Jusqu’à présent, on peut affirmer qu’on ne possède point de monuments de la littérature coréenne proprement dite. La plupart des livres qu’on a trouvés dans la péninsule étaient des livres chinois ou des livres écrits en chinois. Le seul ouvrage, en partie coréen, que nous connaissions en Europe déjà depuis bien des années, est le Tsyen-tsa-kyeng ou Livre de Mille mots. C’est la traduction d’un petit texte chinois composé sous le règne de l’empereur de Chine Wou-ti, fondateur de la dynastie des Liang[2]. Il est cependant certain qu’il existe d’autres livres purement coréens, et l’un d’eux, malheureusement incomplet des premières pages, fait partie de la collection du Département Asiatique à Saint-Pétersbourg. Il y a tout lieu de croire que d’autres ouvrages du même genre ne tarderont pas à être signalés aux orientalistes ; mais ces ouvrages seront certainement peu nombreux et ne constitueront par leur ensemble qu’un bien faible rudiment de ce qu’on peut appeler une littérature.


Fig. 6. — Spécimen du Tsyen-tsa-kyeng (Coréen-Chinois).


Si l’on examine cependant les conditions actuelles d’existence de la langue coréenne, on est amené à prédire, à une époque assez prochaine, la naissance d’une véritable littérature coréenne. Les missionnaires de la Société des Missions étrangères, avec l’aide d’indigènes convertis au christianisme, ont déjà jeté les premières bases de cette littérature, et ils ont fait paraître à Yoko-hama un Dictionnaire Coréen-Français, qui ne servira pas seulement aux Européens à apprendre l’idiome vulgaire du Tchao-sièn, mais qui fournira aux indigènes eux-mêmes les moyens de cultiver leur langue mieux qu’ils ne l’ont fait jusqu’à présent, et de s’en servir pour répandre par des écrits l’expression de leur pensée. Le dictionnaire en question renferme, en effet, un nombre considérable de locutions littéraires empruntées aux écrivains de la Chine ; et c’est à l’aide de ces expressions que les indigènes de la péninsule pourront composer des livres en rapport avec leur état intellectuel et avec la somme de civilisation qu’ils ont actuellement acquise. Dans une Grammaire Coréenne publiée l’année suivante par les mêmes missionnaires, on a donné, à titre d’exercices gradués, une série de phrases dialoguées, d’anecdotes et d’historiettes, empruntées en partie à l’imagination européenne, mais qui démontrent cependant, dans l’idiome coréen, une souplesse suffisante pour la composition de morceaux plus étendus et d’un style plus élevé.

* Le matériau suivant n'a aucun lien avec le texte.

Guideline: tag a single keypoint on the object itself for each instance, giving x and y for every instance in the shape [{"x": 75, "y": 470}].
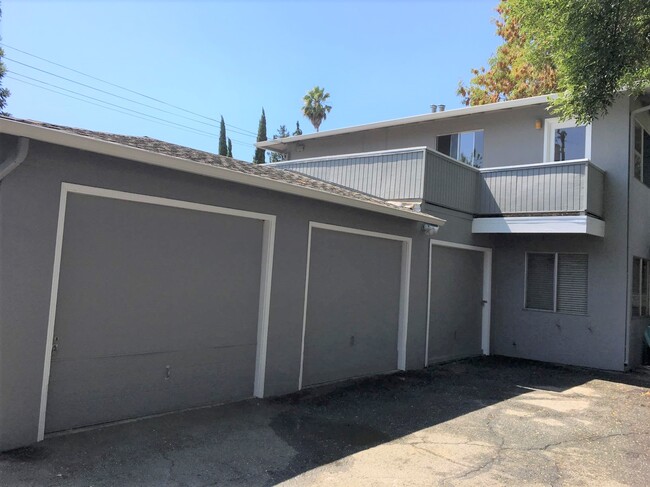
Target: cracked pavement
[{"x": 487, "y": 421}]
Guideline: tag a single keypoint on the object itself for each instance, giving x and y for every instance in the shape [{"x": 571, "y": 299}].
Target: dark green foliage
[
  {"x": 260, "y": 154},
  {"x": 223, "y": 146}
]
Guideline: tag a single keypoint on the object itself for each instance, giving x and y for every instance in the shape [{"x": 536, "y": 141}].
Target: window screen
[
  {"x": 540, "y": 281},
  {"x": 557, "y": 282},
  {"x": 572, "y": 283}
]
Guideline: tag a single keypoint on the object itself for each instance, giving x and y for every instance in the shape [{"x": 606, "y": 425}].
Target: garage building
[{"x": 138, "y": 277}]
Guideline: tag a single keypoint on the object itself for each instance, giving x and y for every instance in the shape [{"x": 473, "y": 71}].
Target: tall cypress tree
[
  {"x": 260, "y": 154},
  {"x": 4, "y": 92},
  {"x": 223, "y": 147}
]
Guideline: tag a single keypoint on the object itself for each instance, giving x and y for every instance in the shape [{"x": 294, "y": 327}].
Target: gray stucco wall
[
  {"x": 352, "y": 306},
  {"x": 29, "y": 202},
  {"x": 595, "y": 340},
  {"x": 512, "y": 139}
]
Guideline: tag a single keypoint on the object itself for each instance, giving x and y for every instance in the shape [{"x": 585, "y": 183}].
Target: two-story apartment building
[
  {"x": 139, "y": 277},
  {"x": 564, "y": 209}
]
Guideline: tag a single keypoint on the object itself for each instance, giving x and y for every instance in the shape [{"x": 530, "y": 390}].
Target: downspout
[
  {"x": 630, "y": 165},
  {"x": 15, "y": 158}
]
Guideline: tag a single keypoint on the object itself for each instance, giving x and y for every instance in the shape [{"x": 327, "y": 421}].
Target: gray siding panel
[
  {"x": 552, "y": 188},
  {"x": 595, "y": 190},
  {"x": 391, "y": 175},
  {"x": 146, "y": 287}
]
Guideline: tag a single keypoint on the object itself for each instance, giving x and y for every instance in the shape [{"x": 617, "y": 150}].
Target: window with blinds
[
  {"x": 640, "y": 287},
  {"x": 557, "y": 282}
]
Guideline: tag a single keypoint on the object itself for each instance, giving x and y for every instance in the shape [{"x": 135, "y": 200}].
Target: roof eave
[{"x": 113, "y": 149}]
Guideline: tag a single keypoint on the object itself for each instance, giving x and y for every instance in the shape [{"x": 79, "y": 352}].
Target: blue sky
[{"x": 378, "y": 60}]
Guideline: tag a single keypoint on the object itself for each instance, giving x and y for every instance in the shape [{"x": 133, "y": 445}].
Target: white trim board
[
  {"x": 579, "y": 224},
  {"x": 404, "y": 288},
  {"x": 487, "y": 292},
  {"x": 265, "y": 283}
]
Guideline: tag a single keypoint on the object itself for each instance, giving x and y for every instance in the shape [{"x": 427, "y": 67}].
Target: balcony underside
[{"x": 569, "y": 224}]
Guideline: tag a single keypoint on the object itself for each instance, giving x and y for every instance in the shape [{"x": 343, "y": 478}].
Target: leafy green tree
[
  {"x": 260, "y": 154},
  {"x": 599, "y": 48},
  {"x": 4, "y": 92},
  {"x": 281, "y": 133},
  {"x": 314, "y": 107},
  {"x": 223, "y": 145},
  {"x": 510, "y": 74}
]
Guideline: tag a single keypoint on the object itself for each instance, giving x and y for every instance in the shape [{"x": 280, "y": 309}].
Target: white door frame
[
  {"x": 265, "y": 281},
  {"x": 487, "y": 292},
  {"x": 404, "y": 288}
]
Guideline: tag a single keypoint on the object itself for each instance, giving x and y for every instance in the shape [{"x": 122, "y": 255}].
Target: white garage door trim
[
  {"x": 265, "y": 283},
  {"x": 405, "y": 280},
  {"x": 487, "y": 292}
]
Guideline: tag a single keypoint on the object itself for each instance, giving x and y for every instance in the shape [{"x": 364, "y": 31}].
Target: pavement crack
[
  {"x": 429, "y": 452},
  {"x": 587, "y": 439}
]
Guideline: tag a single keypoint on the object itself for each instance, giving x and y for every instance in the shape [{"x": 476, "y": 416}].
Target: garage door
[
  {"x": 456, "y": 304},
  {"x": 157, "y": 310},
  {"x": 353, "y": 306}
]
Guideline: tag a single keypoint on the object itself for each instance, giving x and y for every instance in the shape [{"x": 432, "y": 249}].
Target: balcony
[{"x": 558, "y": 197}]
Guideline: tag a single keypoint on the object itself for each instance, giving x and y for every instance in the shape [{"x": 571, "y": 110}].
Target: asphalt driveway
[{"x": 486, "y": 421}]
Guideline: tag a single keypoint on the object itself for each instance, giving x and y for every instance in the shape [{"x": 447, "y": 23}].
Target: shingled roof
[{"x": 201, "y": 157}]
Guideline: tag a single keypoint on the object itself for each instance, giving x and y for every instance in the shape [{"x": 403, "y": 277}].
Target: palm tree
[{"x": 314, "y": 108}]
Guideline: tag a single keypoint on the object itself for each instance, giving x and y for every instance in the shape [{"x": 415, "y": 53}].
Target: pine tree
[
  {"x": 223, "y": 147},
  {"x": 4, "y": 92},
  {"x": 510, "y": 74},
  {"x": 260, "y": 154},
  {"x": 314, "y": 107}
]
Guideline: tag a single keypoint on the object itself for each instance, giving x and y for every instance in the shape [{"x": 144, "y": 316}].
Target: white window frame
[
  {"x": 551, "y": 125},
  {"x": 456, "y": 157},
  {"x": 555, "y": 275}
]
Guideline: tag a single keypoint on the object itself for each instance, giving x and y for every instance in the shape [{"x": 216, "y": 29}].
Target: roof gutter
[
  {"x": 113, "y": 149},
  {"x": 15, "y": 158}
]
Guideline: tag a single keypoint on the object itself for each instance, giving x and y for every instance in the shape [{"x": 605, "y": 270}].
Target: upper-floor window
[
  {"x": 465, "y": 147},
  {"x": 641, "y": 153},
  {"x": 640, "y": 287},
  {"x": 565, "y": 141}
]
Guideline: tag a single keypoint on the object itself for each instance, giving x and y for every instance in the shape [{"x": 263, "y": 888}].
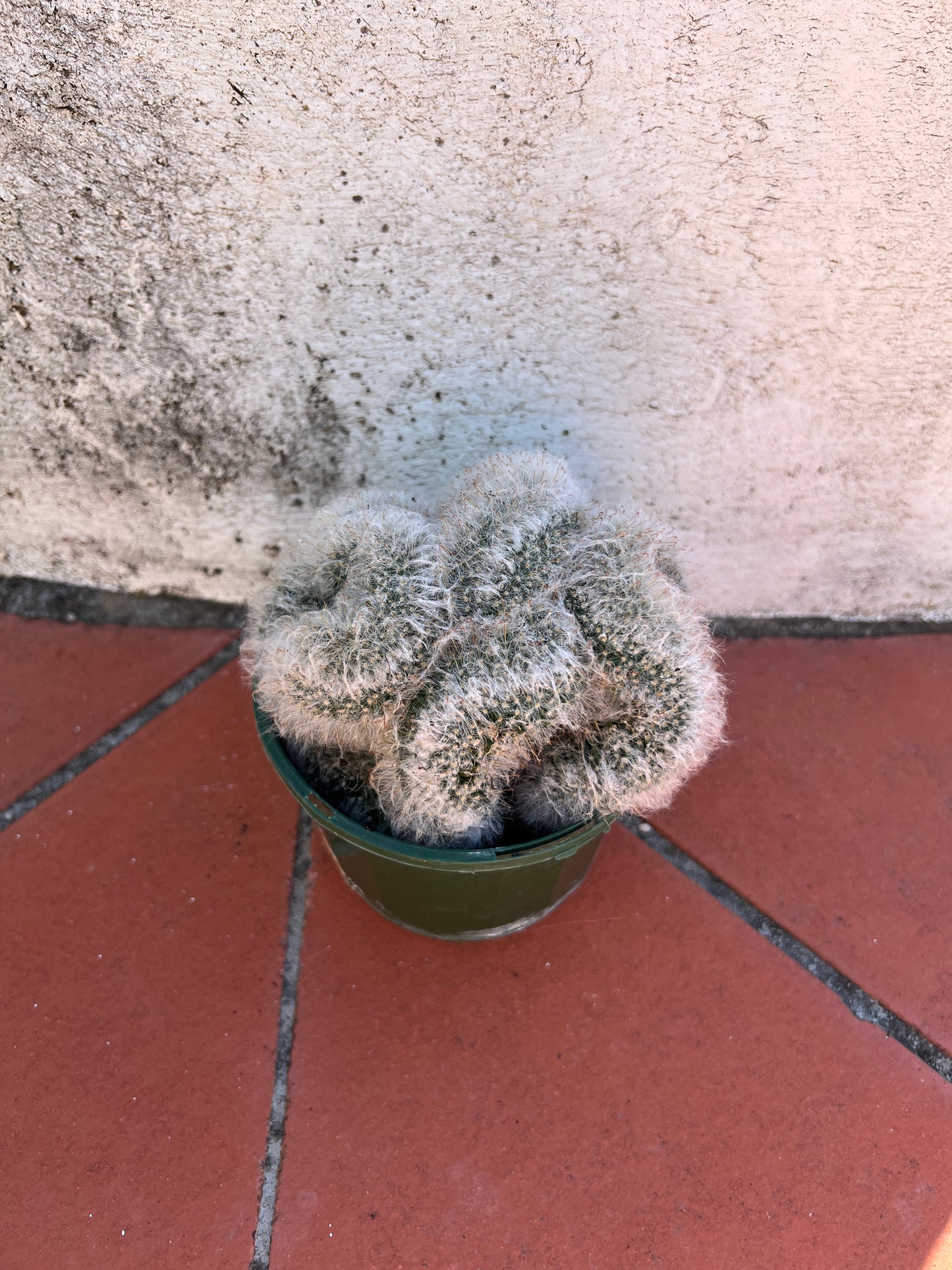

Avant la récente occupation de la Cochinchine par les Français, on pouvait dire qu’il n’existait point de littérature annamite. Depuis notre établissement à Saïgon et dans les contrées avoisinantes, il a paru et il paraît chaque jour des contes, des légendes, des romans et des poèmes cochinchinois inédits. La plupart de ces productions du génie annamite, plus ou moins guidé et dirigé par l’esprit européen, n’ont qu’une valeur assez médiocre : on ne peut nier cependant qu’elles ne soient le point de départ d’une littérature originale qui serait sans doute restée bien longtemps encore avant de se manifester, ou qui même ne se serait jamais produite à la lumière sans l’invasion des idées occidentales dans cette partie de l’Indo-Chine. Ou je me trompe fort, ou un phénomène analogue ne tardera pas à se manifester en Corée. Ce sera le signal définitif de l’émancipation du peuple, d’ailleurs laborieux et intelligent, de la dernière terra incognita du vieux monde asiatique.

  1. Suivant les Coréens, leur écriture alphabétique ou on-moun avait été inventée seulement vers le viiie siècle, sous leur dynastie des Oang, par un bonze appuie Syel-tsong-i. Ce bonze est considéré comme un des savants les plus distingués qui aient existé dans la péninsule.
  2. Ce livre est répandu dans toutes les écoles de la Corée où il sert à apprendre à la jeunesse les premiers éléments de l’écriture idéographique de la Chine. Le célèbre voyageur hollandais, Ph.-Fr. von Siebold, en a donné une reproduction, en chinois et en coréen, par le moyen de la lithographie, dans sa Bibliotheca Japonica.